NFU Scotland president Martin Kennedy will not be calling for Scottish farmers to emulate continental agricultural protests. Scenes of barricades, bonfires, and even bulldozers ploughing up streets have filled the mainstream media.

However, the Perthshire farmer believes the specific issues being rallied again in Europe are not being faced in Scotland and he hopes to use the Union’s upcoming AGM to get assurances from politicians to ‘fully recognise the importance of our sector’.

Mr Kennedy said: “The specific issues that have ignited large scale protests from farmers across Europe are not the same issues as we have here in Scotland. Rising red diesel taxation, extreme nitrogen regulations, policies requiring organic production to increase to 25%, and a proposed 30% set aside requirement for ecological schemes are what have understandably driven this action. These protests are also in advance of European elections this summer.

“At our AGM next week, we expect to hear from leading Scottish and UK politicians on how they will deliver for Scotland’s farmers and crofters, whilst acknowledging the many benefits that a vibrant agriculture sector will deliver for our rural economy, our rural communities, and our ambitions on increasing biodiversity and reducing emissions.

“NFU Scotland has continued to push for meaningful targeted funding and policy that will enable all of that to happen whilst at the same time delivering NFU Scotland’s vision for a profitable and sustainable industry.

“On Tuesday, January 30, we met with SNP MSPs on what we want from the Agriculture and Rural Communities (Scotland) Bill, and today we are in Westminster meeting a number of MPs. We are now in a general election year, and we will be lobbying for categorical assurances in forthcoming party manifestos that fully recognise the importance of our sector.

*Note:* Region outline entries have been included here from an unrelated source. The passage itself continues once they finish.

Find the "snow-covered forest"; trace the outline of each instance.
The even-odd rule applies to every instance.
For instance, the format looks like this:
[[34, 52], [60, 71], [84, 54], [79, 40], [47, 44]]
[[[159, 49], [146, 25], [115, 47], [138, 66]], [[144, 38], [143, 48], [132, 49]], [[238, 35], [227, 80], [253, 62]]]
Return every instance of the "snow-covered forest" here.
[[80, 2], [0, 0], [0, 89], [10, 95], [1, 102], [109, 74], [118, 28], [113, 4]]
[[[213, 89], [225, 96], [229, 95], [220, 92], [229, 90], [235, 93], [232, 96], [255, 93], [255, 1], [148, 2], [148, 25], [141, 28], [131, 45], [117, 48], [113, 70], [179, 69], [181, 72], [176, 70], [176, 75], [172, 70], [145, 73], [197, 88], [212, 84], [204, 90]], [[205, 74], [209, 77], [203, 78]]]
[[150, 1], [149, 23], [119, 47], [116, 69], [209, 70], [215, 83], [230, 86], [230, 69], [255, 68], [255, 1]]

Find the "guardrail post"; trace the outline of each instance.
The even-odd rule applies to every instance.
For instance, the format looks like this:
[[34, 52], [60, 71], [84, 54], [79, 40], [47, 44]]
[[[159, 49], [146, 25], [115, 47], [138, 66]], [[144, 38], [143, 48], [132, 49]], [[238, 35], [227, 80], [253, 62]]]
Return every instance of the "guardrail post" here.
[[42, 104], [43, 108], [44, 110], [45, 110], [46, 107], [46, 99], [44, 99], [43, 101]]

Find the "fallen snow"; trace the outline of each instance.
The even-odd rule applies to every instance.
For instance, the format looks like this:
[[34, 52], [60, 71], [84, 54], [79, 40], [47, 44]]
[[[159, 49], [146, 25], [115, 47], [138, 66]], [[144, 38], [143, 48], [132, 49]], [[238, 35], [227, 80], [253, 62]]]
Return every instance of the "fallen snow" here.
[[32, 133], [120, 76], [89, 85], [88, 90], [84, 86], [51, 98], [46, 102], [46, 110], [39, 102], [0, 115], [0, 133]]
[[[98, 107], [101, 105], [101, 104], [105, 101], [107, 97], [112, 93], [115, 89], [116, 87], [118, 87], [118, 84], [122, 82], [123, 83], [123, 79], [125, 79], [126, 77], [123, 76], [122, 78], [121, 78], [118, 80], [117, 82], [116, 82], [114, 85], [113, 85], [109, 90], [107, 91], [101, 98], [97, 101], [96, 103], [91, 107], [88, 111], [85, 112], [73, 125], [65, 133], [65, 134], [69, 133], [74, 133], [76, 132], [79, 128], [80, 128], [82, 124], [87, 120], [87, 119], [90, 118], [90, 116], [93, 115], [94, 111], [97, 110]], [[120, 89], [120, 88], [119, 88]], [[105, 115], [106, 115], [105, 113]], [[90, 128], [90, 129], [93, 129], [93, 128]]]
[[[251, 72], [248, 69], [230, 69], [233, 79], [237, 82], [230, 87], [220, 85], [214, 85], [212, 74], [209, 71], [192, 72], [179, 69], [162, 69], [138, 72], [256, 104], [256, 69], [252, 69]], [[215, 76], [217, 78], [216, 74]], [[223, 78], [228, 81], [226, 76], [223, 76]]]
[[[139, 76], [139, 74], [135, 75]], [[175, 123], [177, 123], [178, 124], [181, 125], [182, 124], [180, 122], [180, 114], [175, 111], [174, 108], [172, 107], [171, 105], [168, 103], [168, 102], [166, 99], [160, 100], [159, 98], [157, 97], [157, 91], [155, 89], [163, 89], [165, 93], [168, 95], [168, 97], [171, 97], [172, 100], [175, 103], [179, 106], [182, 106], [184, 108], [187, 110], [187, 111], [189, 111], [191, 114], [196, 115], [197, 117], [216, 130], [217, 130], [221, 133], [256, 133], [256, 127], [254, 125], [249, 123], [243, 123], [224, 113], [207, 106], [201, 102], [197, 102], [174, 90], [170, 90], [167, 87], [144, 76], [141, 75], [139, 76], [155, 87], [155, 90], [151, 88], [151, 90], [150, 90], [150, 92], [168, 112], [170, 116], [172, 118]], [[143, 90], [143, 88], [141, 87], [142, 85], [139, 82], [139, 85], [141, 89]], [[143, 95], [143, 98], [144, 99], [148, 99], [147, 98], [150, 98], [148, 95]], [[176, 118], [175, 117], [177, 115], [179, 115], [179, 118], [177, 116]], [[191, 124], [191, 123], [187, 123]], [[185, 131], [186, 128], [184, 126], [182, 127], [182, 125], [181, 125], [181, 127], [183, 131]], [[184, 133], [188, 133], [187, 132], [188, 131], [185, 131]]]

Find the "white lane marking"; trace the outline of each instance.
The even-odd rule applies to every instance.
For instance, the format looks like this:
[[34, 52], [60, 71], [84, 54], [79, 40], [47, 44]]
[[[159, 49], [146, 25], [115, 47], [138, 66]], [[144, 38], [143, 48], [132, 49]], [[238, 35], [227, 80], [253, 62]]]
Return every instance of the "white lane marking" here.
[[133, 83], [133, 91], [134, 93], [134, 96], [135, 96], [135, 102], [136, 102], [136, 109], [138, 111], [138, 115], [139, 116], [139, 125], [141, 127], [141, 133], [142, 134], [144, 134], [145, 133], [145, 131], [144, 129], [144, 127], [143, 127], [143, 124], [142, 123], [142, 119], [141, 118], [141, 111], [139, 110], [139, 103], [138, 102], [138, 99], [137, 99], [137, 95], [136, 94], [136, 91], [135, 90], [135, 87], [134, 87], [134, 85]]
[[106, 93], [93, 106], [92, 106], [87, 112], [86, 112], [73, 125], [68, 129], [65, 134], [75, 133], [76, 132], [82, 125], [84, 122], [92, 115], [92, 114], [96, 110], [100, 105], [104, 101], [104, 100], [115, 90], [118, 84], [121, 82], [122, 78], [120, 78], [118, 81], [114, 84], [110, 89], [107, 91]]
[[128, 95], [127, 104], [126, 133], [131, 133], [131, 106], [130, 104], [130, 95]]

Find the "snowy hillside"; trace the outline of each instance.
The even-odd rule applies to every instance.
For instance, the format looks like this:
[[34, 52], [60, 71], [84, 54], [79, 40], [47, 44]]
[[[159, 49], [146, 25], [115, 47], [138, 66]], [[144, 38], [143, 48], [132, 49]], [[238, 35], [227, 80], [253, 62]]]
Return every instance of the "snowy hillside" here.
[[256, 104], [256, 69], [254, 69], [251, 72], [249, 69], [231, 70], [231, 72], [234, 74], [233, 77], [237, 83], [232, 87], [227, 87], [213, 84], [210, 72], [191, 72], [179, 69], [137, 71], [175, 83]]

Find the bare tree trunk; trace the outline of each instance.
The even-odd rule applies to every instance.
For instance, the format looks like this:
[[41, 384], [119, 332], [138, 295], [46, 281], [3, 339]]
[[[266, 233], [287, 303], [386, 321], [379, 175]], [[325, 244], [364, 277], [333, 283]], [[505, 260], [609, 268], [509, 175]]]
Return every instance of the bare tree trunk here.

The Scottish Farmer: NFUS president Martin KennedyNFUS president Martin Kennedy

He concluded: “NFU Scotland is a membership organisation that has on several occasions in its 111-year history, led public protests on behalf of farmers and crofters, most recently 14 months ago when hundreds of members gathered outside Holyrood at our #FoodNeedsAFarmer rally. This rally, focussed on food security, successfully kept the public on side and drew the attention of so many MSPs to the need for food production to be front and centre of the Agriculture and Rural Communities (Scotland) Bill. It is paramount that we maintain a strong influential position with government and retain the confidence and support of our consumers.”

Meanwhile, NFU president Minette Batters has stated that protests are a ‘last resort’ for her organisation.

She said: “British farmers have the greatest sympathy for our farming colleagues across Europe who are facing huge challenges and uncertainty.

The Scottish Farmer: Minette Batters, President of NFU England and Wales Ref:RH31717295Minette Batters, President of NFU England and Wales Ref:RH31717295

“Here in the UK, we share their concern. Two years of unsustainably high production costs are putting farming families under mounting pressure. At the same time, recent flooding has devastated farmland meaning that thousands of pounds have simply been washed away as crops are destroyed.

“But in Britain we also have incredibly high public support for our farmers and growers and we’ve shown that when the public and farming sector come together, we can bring about important change.

“We do not take this support for granted. In 2020, more than one million people signed the NFU’s petition to safeguard British food and farming standards which led to greater government scrutiny over trade deals, and in 2023 nearly 50,000 signatures led to the Prime Minister hosting a Food Security Summit. This support is highly valued by our farmers and it can be highly influential, and because of it protests will always be a last resort.”